Dissent slip op. at 12-13. Furthermore, Judge Bowes reasoned “the fair response doctrine applies quite aptly to these circumstances,” where “Mr. Steltz’s counsel’s pursued an inflammatory and inappropriate line of interrogation with Dr. Zoga regarding both his credibility, and that of Dr. Read.”  Id. at 14. Specifically, Judge Bowes emphasized that “[c]ounsel’s remarks do not constitute reversible error where they are ‘a reasonable response, in both scope and force, to trial counsel’s attack on the witness’ credibility.’ Commonwealth v. Hanible, 30 A.3d 426, 470 (Pa. 2011).” Id.

Finally, Judge Bowes disagreed with the Majority’s reliance on Siegal in support of its conclusion that the trial court’s curative instruction was insufficient, concluding that:

In Siegal, the trial court’s curative instruction was found to be insufficient because it “did not accurately convey to the jury what was true, i.e., that [defense] counsel knew that Dr. Shore’s opinion would have favored [plaintiff’s] position.” Siegal, supra at 1277.

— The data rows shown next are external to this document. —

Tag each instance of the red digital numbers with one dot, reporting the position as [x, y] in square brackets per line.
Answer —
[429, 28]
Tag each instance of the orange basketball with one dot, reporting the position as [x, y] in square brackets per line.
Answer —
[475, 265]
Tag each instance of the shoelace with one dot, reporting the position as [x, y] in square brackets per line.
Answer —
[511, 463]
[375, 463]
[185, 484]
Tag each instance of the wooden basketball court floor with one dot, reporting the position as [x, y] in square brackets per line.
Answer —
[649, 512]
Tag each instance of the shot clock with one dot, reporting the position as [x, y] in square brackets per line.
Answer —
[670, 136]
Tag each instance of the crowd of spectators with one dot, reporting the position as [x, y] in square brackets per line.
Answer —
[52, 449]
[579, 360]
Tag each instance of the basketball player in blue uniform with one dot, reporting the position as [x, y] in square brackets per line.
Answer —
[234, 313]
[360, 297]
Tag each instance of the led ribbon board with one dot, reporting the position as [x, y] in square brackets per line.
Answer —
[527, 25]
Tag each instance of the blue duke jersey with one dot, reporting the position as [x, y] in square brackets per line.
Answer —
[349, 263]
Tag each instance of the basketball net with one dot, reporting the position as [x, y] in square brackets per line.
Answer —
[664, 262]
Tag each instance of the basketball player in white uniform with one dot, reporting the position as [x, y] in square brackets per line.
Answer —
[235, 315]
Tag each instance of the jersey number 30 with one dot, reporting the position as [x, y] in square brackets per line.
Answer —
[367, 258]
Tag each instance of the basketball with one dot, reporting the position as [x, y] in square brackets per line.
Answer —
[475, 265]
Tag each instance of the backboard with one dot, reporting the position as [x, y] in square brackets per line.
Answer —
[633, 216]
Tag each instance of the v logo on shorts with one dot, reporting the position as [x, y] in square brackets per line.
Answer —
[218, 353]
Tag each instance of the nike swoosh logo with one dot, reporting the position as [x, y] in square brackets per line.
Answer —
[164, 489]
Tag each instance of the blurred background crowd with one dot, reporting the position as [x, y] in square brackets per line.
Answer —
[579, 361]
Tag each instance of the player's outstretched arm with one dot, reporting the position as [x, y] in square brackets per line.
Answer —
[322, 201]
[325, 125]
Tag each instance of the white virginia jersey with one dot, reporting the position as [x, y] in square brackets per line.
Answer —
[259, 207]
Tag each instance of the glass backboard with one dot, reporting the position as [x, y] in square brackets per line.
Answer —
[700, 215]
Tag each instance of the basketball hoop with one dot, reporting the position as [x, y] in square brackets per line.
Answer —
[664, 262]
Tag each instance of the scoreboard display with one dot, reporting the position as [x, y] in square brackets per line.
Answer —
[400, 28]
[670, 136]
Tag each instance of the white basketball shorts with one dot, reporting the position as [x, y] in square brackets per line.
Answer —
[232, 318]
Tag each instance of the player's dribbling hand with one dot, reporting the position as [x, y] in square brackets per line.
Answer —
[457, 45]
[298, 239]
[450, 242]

As explained above, I do not find Siegal to be an adequate parallel to the instant case. Here, the trial court issued a curative instruction directing the jury to disregard the contents of defense counsel’s question. See N.T. Trial, 8/7/18 (Part II), at 4-5. Accordingly, I also fail to see why this curative instruction was insufficient to dispel any potential for prejudice. See Ferguson, supra at 725 (“Jurors are presumed to obey the court’s instructions, and, if ever an inappropriate comment could be cured by sufficient correction and admonition from the bench, the trial court’s efforts in this case would suffice.”); see also In re Smith, 579 A.2d 889, 896 (Pa.Super. 1990) (“[T]he jury is presumed to have acted within the legal parameters established by the court and with a proper evaluation and weighing of the evidence.”).

Dissent slip op. at 17.

The Supreme Court granted allocatur as to the following issue:

Whether the Superior Court misapplied and fundamentally altered Pennsylvania’s settled standard for prejudice caused by statements or questions of trial counsel, which forbids a new trial on a record like this, where defense counsel’s question was based on the record, the trial court issued a curative instruction, the jury was repeatedly instructed that statements and questions of counsel are not evidence, and the closing arguments of both counsel fully addressed the subject matter of defense counsel’s question?